Scenario: The capstone plan fills every day with feature work. No time is reserved for deployment, security review, docs, or demo polish.

Source anchor: Risk-driven planning works only if the schedule names both mandatory proof points and the first things that get cut when reality intervenes.

Module concepts: schedule, scope cuts, risk, delivery planning.

Wrong Approach

Assume every planned feature lands.

Better Approach

Plan cuts:

Must ship:
ingest -> analyze -> dashboard -> deploy -> defense

Cut first:
multi-provider support
advanced charts
team invites

Never cut:
deployment
tests
README
defense artifacts

Failure Mode

The project spends all available time on new work, then reaches the final stretch without deployment proof, docs, or a coherent demo.

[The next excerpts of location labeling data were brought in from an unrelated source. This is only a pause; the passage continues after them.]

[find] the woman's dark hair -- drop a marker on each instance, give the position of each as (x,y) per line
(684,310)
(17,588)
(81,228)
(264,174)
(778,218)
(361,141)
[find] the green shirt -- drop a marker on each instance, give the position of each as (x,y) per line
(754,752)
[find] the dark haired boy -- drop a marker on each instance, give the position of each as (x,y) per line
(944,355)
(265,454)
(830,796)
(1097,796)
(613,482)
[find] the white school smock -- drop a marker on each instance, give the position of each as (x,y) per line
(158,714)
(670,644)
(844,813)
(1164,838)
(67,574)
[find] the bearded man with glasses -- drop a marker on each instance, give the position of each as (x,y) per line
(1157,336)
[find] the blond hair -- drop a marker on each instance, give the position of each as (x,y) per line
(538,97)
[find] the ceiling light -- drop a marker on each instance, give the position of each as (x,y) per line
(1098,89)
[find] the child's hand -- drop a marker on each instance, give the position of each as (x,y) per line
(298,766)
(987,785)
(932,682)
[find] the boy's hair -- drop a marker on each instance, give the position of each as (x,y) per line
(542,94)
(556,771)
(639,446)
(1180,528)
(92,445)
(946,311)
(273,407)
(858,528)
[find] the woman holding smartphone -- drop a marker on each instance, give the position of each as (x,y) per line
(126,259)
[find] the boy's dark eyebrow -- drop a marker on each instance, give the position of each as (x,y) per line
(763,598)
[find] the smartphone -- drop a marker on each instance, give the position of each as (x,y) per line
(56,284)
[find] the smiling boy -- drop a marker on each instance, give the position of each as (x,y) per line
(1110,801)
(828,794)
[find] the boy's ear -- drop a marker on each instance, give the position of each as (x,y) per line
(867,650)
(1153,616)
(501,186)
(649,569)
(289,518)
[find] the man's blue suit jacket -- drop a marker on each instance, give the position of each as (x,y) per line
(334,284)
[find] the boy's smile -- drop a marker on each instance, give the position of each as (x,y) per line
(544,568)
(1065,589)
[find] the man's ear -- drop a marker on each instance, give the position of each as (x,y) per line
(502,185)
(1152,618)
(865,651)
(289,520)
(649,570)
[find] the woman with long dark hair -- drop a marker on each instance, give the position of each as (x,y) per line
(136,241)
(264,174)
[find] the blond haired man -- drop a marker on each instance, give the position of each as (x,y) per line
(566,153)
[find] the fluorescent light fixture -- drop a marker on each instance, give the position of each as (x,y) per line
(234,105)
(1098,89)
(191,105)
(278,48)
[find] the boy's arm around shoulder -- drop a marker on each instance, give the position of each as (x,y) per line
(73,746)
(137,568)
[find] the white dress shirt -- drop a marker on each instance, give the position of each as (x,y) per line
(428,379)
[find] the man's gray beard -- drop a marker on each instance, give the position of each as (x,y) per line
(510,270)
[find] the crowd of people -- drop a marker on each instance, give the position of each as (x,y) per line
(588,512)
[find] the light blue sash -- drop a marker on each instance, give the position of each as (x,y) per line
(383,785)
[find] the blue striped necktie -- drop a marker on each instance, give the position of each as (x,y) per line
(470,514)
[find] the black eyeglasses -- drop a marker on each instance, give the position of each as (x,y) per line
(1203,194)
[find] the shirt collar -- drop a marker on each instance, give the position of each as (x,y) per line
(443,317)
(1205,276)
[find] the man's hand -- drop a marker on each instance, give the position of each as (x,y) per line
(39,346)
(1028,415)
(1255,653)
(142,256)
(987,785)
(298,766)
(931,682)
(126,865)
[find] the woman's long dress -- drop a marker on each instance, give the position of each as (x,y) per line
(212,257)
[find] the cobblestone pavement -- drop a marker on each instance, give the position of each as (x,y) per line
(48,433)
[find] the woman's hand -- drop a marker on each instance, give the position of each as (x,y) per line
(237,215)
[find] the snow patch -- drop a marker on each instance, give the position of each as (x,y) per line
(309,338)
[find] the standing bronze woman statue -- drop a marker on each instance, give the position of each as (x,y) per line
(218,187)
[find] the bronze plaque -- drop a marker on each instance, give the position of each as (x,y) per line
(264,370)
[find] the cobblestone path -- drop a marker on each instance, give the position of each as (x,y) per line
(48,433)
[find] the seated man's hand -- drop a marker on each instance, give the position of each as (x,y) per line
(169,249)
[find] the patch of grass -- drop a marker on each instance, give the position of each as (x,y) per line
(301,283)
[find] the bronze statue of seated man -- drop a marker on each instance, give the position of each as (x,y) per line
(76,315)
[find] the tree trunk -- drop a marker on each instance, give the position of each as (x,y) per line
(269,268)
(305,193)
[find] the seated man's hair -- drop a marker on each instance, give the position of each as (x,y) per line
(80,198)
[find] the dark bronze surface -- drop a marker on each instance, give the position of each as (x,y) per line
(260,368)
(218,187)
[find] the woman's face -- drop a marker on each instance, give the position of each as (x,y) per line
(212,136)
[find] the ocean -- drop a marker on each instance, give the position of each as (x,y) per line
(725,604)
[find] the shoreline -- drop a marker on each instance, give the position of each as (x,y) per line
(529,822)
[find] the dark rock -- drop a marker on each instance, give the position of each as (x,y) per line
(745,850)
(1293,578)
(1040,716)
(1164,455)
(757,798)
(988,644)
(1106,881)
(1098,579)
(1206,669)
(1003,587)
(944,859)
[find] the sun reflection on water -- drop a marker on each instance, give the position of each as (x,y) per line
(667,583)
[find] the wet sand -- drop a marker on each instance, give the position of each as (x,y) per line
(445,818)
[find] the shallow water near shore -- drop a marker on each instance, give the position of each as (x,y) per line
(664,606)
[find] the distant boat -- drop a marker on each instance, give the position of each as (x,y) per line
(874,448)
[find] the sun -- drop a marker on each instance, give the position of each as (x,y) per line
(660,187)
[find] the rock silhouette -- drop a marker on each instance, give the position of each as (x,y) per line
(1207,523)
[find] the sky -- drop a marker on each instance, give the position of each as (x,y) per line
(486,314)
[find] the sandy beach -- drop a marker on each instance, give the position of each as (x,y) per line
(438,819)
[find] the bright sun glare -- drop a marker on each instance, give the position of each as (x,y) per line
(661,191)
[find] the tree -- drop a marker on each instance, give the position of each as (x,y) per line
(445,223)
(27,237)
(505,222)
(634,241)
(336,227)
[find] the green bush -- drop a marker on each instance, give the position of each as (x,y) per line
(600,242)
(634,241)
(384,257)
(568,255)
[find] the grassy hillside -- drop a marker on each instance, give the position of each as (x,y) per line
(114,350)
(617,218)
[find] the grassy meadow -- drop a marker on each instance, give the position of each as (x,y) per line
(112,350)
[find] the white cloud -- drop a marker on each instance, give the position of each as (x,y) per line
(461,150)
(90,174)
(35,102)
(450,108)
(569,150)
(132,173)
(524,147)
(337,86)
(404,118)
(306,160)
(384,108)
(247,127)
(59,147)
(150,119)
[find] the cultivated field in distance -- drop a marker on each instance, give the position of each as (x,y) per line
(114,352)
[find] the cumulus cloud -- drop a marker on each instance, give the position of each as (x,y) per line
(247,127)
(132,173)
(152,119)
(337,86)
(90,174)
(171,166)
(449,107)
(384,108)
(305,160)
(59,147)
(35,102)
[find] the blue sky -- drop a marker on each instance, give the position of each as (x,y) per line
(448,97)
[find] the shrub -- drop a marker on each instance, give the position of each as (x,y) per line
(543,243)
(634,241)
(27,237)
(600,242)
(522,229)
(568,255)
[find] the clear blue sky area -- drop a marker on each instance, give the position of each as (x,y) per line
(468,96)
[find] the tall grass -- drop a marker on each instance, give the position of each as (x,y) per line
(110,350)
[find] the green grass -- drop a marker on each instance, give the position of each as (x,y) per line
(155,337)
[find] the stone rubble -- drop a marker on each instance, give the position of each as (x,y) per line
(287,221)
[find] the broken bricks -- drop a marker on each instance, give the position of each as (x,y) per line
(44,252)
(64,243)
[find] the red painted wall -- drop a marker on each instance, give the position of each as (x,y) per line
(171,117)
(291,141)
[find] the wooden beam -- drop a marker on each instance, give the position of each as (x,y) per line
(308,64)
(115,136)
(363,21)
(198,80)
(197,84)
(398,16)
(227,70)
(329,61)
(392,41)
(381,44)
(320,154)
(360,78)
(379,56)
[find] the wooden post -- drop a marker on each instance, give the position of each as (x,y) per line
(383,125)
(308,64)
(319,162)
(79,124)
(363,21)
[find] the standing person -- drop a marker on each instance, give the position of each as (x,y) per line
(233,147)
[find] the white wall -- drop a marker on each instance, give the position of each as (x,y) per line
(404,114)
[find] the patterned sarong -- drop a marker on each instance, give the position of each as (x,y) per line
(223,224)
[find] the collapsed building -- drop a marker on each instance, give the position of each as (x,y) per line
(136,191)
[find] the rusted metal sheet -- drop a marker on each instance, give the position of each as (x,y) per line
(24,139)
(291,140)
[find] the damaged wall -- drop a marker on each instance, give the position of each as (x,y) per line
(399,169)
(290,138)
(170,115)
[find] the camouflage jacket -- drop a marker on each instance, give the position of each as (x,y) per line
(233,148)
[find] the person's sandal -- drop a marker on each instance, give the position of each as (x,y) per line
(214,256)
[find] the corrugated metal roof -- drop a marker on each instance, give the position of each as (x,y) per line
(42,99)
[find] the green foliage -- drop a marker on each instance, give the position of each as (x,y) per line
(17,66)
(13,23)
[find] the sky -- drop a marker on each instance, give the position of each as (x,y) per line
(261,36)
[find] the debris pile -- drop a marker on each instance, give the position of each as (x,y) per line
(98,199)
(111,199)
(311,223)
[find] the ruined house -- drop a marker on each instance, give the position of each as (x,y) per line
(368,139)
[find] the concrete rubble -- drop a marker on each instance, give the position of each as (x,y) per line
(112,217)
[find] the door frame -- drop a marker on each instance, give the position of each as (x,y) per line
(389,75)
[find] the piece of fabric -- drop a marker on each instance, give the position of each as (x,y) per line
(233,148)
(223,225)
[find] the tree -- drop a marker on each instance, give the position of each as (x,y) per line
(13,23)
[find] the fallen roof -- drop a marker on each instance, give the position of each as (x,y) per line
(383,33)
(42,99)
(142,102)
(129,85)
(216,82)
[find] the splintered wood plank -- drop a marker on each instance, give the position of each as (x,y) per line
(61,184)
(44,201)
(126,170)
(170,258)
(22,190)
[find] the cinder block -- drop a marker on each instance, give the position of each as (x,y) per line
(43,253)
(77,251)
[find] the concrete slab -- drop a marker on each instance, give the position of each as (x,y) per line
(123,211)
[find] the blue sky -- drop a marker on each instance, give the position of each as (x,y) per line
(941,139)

Project / Capstone Connection

Use this to shape the weekly plan for your own capstone, especially the non-feature work that must be protected.

Tradeoff Table

OptionBenefitCostBetter fit when
Feature-max schedulemore ambition on paperfragile delivery and no bufferrequirements are fixed by an external sponsor
Scope-cut schedulehigher chance of a finished capstonefewer stretch featuresyou control scope and must prove end-to-end competence

Required Artifact

Write a six-week delivery plan with weekly proof, scope-cut rules, and demo checkpoint.


Source Map

SourceUse it for
C4 modelchoosing context, container, and component diagrams for a right-sized capstone
Architectural Decision Recordsstructuring ADRs with context, decision, and consequences

Completion Standard

  • One capstone one-pager is complete.
  • C4 context/container/component diagrams exist.
  • Three ADRs are accepted.
  • Six-week scope-cut plan is written.